Harcèlement Psst, Psst, azzine !

Loin de l’aspect juridique et de ses méandres, les femmes, au quotidien, se battent pour des droits encore plus élémentaires : se promener en paix, par exemple. Dans un pays où les femmes ont envahi l’espace public, travaillent, sont parfois chefs de famille, il leur est impossible de faire deux pas sans être alpaguées. Car dans la rue, les hommes sont rois. Ils draguent, commentent la tenue, n’hésitent pas à bloquer le passage, voire à laisser leurs mains se balader. La solution ? Une loi-cadre censée protéger les femmes, recommandée par le réseau des femmes solidaires qui regroupe 63 associations. Selon Fouzia Assouli, l’objectif est “d’agir contre la violence de genre, c'est-à-dire toute manifestation de la discrimination, de la situation d’inégalité et des relations de pouvoir des hommes sur les femmes”. Cette législation s’inscrit autant dans la sanction que dans la prévention. “Si on arrive à dire que le harcèlement est puni, à travers une campagne médiatisée, une communication dans les écoles, ça va davantage dissuader ceux qui s’y prêtent”, ajoute notre source. Mais cette proposition de loi, encouragée en 2007 par les ministères de l’Intérieur et du Développement social, n’a toujours pas eu de suite. A ce propos, Nouzha Skalli, ministre du Développement social, nous a déclaré : “Le projet est encore en phase de concertation”. Les féministes s’impatientent. Et les femmes dans la rue aussi.
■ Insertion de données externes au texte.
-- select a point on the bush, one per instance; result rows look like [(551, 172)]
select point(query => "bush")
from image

Zoom. Idées reçues sur la Moudawana
A sa sortie, la nouvelle Moudawana a délié les mœurs… et l’imagination. Entre blagues populaires et conversations de café, on entend, par exemple, que la femme, à son divorce, obtient automatiquement la moitié des biens. C’est faux. Selon l’article 49, c’est valable seulement sous certaines conditions : “un contrat de mariage préalable établissant une telle répartition ou le recours aux règles générales de preuves, qui obligent chacun d’avoir un document attestant qu’il s’agit de son patrimoine propre, ou qu’il a participé à son acquisition”. Autrement dit, la femme ne prend la moitié que si elle est capable de prouver que cette moitié lui appartient. Deuxième point, la répudiation. Nombreux sont ceux qui pensent qu’un homme ne peut plus répudier sa femme. Toujours faux.

Aujourd’hui encore, un homme est habilité à aller voir un juge et lui demander de divorcer pour différentes raisons, sans que cela soit valable et contre la volonté de son épouse. Cette dernière est seulement convoquée pour en être informée. La procédure a même un nom savant : le divorce sous contrôle judiciaire. Enfin, troisième idée reçue, la femme a maintenant le droit de répudier son mari. Encore faux. Elle ne peut exercer ce droit que lorsque cela a été stipulé dans le contrat de mariage.